But there are none; and our forefathers soon became convinced, that they
had been led into a terrible delusion. All the prisoners on account of
witchcraft were set free. But the innocent dead could not be restored to
life; and the hill where they were executed, will always remind people of
the saddest and most humiliating passage in our history."

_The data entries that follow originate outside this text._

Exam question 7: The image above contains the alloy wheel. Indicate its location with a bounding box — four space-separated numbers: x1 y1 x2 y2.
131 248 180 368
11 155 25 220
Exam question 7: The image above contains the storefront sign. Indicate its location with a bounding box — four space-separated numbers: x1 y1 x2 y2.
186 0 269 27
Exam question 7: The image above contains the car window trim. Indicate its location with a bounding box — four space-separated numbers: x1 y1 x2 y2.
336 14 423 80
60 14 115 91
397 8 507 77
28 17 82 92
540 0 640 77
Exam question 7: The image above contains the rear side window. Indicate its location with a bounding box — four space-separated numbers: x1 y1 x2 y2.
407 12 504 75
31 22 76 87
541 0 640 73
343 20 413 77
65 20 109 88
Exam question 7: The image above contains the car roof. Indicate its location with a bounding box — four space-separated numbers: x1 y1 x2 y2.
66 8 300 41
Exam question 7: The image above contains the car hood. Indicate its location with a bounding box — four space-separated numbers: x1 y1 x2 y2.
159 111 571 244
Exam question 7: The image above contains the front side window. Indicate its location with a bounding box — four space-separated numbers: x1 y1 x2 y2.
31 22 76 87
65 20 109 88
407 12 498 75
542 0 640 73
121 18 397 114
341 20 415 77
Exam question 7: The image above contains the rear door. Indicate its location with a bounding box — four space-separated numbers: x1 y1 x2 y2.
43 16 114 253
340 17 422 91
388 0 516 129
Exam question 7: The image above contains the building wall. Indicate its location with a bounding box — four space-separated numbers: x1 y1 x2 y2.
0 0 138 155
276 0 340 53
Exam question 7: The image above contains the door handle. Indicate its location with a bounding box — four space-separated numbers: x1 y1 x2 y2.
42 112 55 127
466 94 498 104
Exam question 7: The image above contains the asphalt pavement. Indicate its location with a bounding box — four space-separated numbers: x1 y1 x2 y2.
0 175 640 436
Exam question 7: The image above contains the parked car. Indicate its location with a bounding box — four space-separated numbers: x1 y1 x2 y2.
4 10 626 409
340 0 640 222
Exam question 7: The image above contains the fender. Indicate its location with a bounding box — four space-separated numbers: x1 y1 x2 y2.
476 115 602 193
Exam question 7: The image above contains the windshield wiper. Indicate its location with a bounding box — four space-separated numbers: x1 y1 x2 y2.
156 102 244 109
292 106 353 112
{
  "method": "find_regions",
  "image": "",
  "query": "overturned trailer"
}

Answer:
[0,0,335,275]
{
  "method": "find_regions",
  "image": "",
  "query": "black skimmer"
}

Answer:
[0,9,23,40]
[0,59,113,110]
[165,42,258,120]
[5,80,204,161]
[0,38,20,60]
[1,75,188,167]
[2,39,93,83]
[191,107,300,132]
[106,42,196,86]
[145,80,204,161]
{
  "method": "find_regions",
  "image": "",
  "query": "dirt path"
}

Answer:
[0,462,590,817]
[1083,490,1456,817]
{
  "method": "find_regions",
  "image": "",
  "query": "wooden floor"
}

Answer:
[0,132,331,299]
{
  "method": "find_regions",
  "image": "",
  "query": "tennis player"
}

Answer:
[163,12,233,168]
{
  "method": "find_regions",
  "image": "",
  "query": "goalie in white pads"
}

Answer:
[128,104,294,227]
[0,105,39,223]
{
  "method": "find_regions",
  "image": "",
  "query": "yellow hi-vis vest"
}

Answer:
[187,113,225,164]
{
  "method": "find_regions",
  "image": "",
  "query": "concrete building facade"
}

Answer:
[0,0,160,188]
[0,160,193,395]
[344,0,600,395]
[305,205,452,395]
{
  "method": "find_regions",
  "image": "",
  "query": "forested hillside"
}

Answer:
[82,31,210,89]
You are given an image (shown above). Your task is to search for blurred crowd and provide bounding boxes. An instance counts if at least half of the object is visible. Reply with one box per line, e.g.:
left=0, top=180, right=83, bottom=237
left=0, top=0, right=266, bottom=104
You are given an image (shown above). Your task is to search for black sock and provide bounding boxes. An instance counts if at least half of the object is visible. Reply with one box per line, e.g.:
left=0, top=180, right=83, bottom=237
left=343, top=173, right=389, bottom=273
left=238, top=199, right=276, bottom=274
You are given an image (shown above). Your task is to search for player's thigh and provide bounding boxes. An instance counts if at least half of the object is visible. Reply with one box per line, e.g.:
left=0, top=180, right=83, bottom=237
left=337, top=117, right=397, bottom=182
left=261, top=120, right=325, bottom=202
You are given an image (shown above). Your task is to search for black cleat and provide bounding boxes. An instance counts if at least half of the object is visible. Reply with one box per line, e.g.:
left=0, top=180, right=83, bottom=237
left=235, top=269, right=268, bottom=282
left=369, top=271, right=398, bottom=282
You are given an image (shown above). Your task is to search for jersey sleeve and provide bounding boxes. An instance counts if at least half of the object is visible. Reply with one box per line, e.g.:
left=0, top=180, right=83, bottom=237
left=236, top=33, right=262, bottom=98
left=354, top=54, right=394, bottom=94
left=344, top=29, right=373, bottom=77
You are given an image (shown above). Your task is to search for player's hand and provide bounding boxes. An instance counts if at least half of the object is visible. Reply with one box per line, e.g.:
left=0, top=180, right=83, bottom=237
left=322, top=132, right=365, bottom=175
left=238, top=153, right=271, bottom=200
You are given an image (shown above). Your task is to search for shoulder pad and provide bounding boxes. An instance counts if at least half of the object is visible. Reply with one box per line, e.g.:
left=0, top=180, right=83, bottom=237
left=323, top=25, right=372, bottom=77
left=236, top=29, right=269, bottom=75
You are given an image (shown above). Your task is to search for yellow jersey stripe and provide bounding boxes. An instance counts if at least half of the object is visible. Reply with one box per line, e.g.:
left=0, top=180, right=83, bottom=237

Grandfather then said, that the next remarkable event, while Sir William
Phips remained in the chair, was the arrival at Boston of an English
fleet, in 1693. It brought an army, which was intended for the conquest of
Canada. But a malignant disease, more fatal than the small-pox, broke out
among the soldiers and sailors, and destroyed the greater part of them.
The infection spread into the town of Boston, and made much havoc there.
This dreadful sickness caused the governor, and Sir Francis Wheeler, who
was commander of the British forces, to give up all thoughts of attacking
Canada.

"Soon after this," said Grandfather, "Sir William Phips quarrelled with
the captain of an English frigate, and also with the Collector of Boston.
Being a man of violent temper, he gave each of them a sound beating with
his cane."

"He was a bold fellow," observed Charley, who was himself somewhat
addicted to a similar mode of settling disputes.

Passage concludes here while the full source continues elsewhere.